"Well, how about Klinger & Klein, Lapidus & Elenbogen, and all them people, Abe?" Morris asked. "Ain't them out-of-town buyers going to buy goods off of them neither?"

"Klinger & Klein already hire it a fine loft on Nineteenth Street," Abe interposed.

"Well, Abe," Morris rejoined, "Klinger & Klein, like a whole lot of people what I know, acts like monkeys, Abe. They see somebody doing something and they got to do it too."

"If we could do the business what Klinger & Klein done it, Mawruss, I am willing I should act like a monkey."

"Another thing, Abe," Morris went on, "Klinger & Klein sends their work out by contractors. We got it operators and machines, Abe, and you can't have a show-room, cutting-room and machines all in one loft. Ain't it?"

"Well, then we get it two lofts, Mawruss, and then we could put our workrooms upstairs and our show-room and offices downstairs."
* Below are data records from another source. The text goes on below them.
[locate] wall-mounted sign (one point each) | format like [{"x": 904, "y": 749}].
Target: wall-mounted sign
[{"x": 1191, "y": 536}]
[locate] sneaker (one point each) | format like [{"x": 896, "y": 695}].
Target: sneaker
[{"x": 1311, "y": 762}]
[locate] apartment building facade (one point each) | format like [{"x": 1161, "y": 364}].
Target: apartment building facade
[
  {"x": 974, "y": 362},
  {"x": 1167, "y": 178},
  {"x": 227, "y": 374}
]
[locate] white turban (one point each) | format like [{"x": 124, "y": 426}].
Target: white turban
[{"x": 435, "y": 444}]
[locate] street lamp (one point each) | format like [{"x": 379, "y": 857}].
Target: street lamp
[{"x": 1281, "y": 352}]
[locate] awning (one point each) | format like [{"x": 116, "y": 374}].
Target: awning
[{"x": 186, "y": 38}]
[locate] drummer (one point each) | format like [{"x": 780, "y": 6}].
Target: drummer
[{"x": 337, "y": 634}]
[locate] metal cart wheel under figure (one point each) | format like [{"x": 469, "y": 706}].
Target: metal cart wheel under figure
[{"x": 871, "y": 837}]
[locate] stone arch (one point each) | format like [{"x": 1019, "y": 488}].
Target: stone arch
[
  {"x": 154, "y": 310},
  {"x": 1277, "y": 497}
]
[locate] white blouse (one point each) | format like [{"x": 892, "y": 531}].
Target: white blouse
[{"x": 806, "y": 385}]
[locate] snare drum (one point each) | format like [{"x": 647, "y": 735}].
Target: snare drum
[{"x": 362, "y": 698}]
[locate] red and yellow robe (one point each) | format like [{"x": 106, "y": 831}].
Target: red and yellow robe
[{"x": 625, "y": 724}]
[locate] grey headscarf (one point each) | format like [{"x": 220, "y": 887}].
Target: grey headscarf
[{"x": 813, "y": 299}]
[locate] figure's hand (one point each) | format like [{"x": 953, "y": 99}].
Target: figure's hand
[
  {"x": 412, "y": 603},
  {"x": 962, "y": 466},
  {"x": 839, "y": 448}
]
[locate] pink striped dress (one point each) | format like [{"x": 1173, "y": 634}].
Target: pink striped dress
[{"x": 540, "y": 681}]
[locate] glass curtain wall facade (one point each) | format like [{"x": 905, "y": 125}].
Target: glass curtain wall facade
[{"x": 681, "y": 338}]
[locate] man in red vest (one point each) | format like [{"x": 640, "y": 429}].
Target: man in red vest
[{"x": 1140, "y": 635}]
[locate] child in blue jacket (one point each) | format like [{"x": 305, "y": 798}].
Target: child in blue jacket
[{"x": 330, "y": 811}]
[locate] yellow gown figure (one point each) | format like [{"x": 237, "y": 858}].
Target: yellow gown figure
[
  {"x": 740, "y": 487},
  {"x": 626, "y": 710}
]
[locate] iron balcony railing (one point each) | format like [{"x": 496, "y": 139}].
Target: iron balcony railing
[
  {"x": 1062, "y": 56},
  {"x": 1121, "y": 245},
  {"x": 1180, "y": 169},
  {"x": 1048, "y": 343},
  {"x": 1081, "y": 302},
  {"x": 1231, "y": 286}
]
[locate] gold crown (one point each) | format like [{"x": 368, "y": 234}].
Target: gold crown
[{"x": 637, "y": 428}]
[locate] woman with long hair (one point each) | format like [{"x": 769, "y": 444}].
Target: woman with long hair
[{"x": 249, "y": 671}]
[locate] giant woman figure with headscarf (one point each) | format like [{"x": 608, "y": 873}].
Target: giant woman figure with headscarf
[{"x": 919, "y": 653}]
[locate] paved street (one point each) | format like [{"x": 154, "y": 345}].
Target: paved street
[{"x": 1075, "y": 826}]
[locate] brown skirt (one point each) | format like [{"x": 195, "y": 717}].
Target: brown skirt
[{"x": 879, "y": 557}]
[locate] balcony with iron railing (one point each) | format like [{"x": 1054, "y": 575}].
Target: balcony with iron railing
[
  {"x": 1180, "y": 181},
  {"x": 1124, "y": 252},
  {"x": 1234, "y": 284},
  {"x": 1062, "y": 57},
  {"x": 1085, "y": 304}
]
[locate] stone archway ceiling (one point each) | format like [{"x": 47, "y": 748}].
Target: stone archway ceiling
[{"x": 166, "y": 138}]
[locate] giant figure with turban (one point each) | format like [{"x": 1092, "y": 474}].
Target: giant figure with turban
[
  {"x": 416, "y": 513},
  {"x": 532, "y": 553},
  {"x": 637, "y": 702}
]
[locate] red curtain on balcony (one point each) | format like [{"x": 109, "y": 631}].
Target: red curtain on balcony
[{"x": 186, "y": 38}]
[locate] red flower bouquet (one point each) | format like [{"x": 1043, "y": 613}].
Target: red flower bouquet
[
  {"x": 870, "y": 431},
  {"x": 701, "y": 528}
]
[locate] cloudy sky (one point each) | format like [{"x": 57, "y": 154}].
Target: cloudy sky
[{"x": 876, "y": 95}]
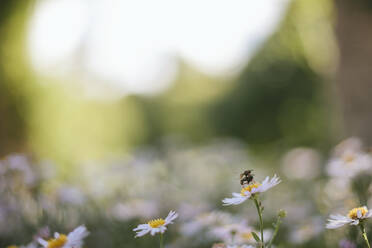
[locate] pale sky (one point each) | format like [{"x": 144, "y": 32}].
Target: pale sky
[{"x": 131, "y": 44}]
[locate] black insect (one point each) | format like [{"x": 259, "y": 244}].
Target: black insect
[{"x": 246, "y": 177}]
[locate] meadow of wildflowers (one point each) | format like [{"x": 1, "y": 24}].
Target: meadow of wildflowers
[{"x": 118, "y": 205}]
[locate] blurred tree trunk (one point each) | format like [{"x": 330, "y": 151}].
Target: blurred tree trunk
[
  {"x": 13, "y": 102},
  {"x": 354, "y": 76}
]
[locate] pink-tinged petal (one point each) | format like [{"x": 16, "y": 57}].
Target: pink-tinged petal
[
  {"x": 143, "y": 232},
  {"x": 234, "y": 200},
  {"x": 154, "y": 231},
  {"x": 369, "y": 213},
  {"x": 42, "y": 242},
  {"x": 171, "y": 216},
  {"x": 354, "y": 222},
  {"x": 162, "y": 229},
  {"x": 141, "y": 227},
  {"x": 359, "y": 214}
]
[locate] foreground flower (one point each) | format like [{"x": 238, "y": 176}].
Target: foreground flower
[
  {"x": 250, "y": 190},
  {"x": 155, "y": 226},
  {"x": 73, "y": 240},
  {"x": 31, "y": 245},
  {"x": 354, "y": 217}
]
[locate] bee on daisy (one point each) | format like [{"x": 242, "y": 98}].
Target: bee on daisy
[
  {"x": 251, "y": 190},
  {"x": 73, "y": 240},
  {"x": 156, "y": 226},
  {"x": 355, "y": 217}
]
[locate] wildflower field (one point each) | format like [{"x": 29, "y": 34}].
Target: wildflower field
[
  {"x": 181, "y": 198},
  {"x": 185, "y": 123}
]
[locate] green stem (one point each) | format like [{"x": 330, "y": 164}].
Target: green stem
[
  {"x": 256, "y": 202},
  {"x": 364, "y": 234},
  {"x": 161, "y": 241},
  {"x": 277, "y": 225}
]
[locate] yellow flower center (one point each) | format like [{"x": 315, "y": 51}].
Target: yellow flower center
[
  {"x": 249, "y": 188},
  {"x": 156, "y": 223},
  {"x": 353, "y": 213},
  {"x": 58, "y": 242},
  {"x": 348, "y": 158}
]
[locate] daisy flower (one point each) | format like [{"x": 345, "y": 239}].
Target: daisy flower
[
  {"x": 222, "y": 245},
  {"x": 250, "y": 190},
  {"x": 155, "y": 226},
  {"x": 73, "y": 240},
  {"x": 354, "y": 217},
  {"x": 31, "y": 245}
]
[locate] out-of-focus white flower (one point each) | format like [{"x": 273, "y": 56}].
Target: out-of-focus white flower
[
  {"x": 349, "y": 164},
  {"x": 73, "y": 240},
  {"x": 344, "y": 243},
  {"x": 251, "y": 190},
  {"x": 30, "y": 245},
  {"x": 155, "y": 226},
  {"x": 301, "y": 163},
  {"x": 349, "y": 160},
  {"x": 354, "y": 217},
  {"x": 239, "y": 246},
  {"x": 222, "y": 245}
]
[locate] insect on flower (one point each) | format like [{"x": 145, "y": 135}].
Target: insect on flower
[
  {"x": 155, "y": 226},
  {"x": 354, "y": 217},
  {"x": 250, "y": 190}
]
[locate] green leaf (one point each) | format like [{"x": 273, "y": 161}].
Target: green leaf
[{"x": 255, "y": 236}]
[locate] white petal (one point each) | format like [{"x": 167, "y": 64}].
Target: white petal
[
  {"x": 171, "y": 216},
  {"x": 369, "y": 214},
  {"x": 42, "y": 242},
  {"x": 141, "y": 227},
  {"x": 75, "y": 238},
  {"x": 143, "y": 232},
  {"x": 162, "y": 229},
  {"x": 154, "y": 231},
  {"x": 235, "y": 200},
  {"x": 354, "y": 222}
]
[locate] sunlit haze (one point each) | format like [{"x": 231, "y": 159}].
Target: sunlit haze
[{"x": 133, "y": 46}]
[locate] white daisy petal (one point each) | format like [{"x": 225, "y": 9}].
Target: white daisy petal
[
  {"x": 171, "y": 216},
  {"x": 75, "y": 238},
  {"x": 43, "y": 242},
  {"x": 234, "y": 201},
  {"x": 250, "y": 190},
  {"x": 155, "y": 226},
  {"x": 143, "y": 232}
]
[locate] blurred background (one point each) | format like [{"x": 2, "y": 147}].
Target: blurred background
[{"x": 114, "y": 112}]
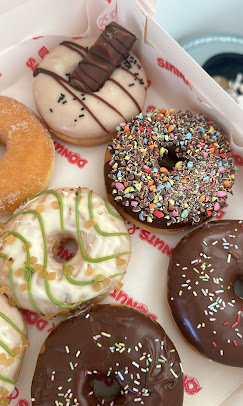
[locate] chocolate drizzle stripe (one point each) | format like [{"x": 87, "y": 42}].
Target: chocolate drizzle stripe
[
  {"x": 59, "y": 80},
  {"x": 90, "y": 94},
  {"x": 72, "y": 45},
  {"x": 100, "y": 57},
  {"x": 127, "y": 93},
  {"x": 108, "y": 105},
  {"x": 3, "y": 378},
  {"x": 107, "y": 39}
]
"And double our expenses, too, Abe," Morris added. "No, Abe, I don't want to work for no landlord all my life."

"But I seen Marks Henochstein yesterday, Mawruss, and he told it me Klinger & Klein ain't paying half the rent what they pay down here. So, if we

could get it two floors we wouldn't increase our expenses, Mawruss, and could do it maybe twicet the business."

"Marks Henochstein is a real-estater, Abe," Morris replied, "and when a real-estater tells you something, you got to make allowances fifty per cent. for facts."